• cocukluk donemi eylemlerimden biri. senin de belki. bakarsin dikkatli dikkatli babana. ogrenmeye calisirsin ne yaptigini, problem cikaran seyi nasil tamir ettigini bir cirak edasiyla.

    - "ingiliz anahtarını ver şemsi".
    + peki.

    guzeldir bu eylem. cocukluk gibi...
  • bir de bunun baba tamirat yaparken, elindeki alet edevati alip kacan cocuk modeli var :)
  • en bi sevdiğim çocukluk aktivitelerindendi.. malum, baba ile geçirilen süre işten mütevellit son derece kısa olunca her aktivitenin keyifli gelmesi durumu..
    yıllar sonra tek başıma eve çıkınca ampul/priz değiştirmekmiş, çivi çakmakmış, dolap kapağı tamiriymiş hep kendim yaptım. tişikkirilir sipirmin
  • tamir edemediğinde yavaş yavaş sinirlenmeye başlardı. anlardım. çünkü bana patlaması kaçınılmazdı. kaçardım.

    zevkli ve içten içe "allah'ım nolur yapabilsin!" diye içten dualı bir anı.

    keşke olsa da hep bana kızsa.
  • bir diğer görevi (bkz: abiyi bilgisayar oyunu oynarken izlemek) olan kardeşlerimizin, evdeki bir başka misyonudur.
    ''baba bunu böyle yapmasak da şöyle yapsak'' diye arada fikirler sunup ''afferin lan pezevenk kafan çalışıyor'' övgülerini almaları sonucu analitik zekalara sahip olmalarıyla bilinirler
  • çatıda anten ayarlayan babaya evin penceresinden olmadı az daha çevir karıncalı diye seslenmek gibisi yoktur. başında duramazsın ama çok büyük sorumluluktur.
  • özlenendir.
  • babamla ikimizin bir araya gelince en çok yaptığı şeydir.

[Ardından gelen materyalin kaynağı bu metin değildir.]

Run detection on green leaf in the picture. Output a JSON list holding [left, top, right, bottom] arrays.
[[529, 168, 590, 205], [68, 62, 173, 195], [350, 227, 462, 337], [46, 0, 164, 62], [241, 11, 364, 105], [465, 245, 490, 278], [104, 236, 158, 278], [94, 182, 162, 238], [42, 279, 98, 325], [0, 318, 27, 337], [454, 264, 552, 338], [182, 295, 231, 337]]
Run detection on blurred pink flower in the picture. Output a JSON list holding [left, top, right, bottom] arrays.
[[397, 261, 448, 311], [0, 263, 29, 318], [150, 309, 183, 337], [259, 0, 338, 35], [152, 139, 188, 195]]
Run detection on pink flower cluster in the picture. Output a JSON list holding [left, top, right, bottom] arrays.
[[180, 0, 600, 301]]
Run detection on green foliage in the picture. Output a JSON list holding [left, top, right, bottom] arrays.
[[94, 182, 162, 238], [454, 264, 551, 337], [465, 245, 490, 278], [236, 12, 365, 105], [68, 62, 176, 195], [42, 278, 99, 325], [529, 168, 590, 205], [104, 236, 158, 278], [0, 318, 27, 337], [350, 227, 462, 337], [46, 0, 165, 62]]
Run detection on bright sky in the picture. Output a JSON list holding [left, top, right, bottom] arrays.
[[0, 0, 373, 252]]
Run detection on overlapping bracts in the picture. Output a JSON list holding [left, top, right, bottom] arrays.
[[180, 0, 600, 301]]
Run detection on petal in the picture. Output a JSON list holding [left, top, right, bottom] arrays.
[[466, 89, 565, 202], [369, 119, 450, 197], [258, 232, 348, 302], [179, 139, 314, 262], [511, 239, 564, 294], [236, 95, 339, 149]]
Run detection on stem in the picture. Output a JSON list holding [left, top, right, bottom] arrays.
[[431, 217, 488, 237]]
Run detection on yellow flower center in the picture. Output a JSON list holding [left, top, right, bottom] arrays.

    hatta babama "şunu da şöyle yapalım, onu yöne çevirelim" minvalinde fikir beyan edince "ulan,sen çocukken de derdim bu mühendis olcak diye, afferin lan" diye aldığım övgüler eşliğinde arada sırada küfürleşerek tamir edilecek eşya itinayla tamir edilir.

    canım babam, kalp.
  • küçükken çok izledim. hep parça artardı, alet çalışınca da demek gereksiz koymuşlar derdi.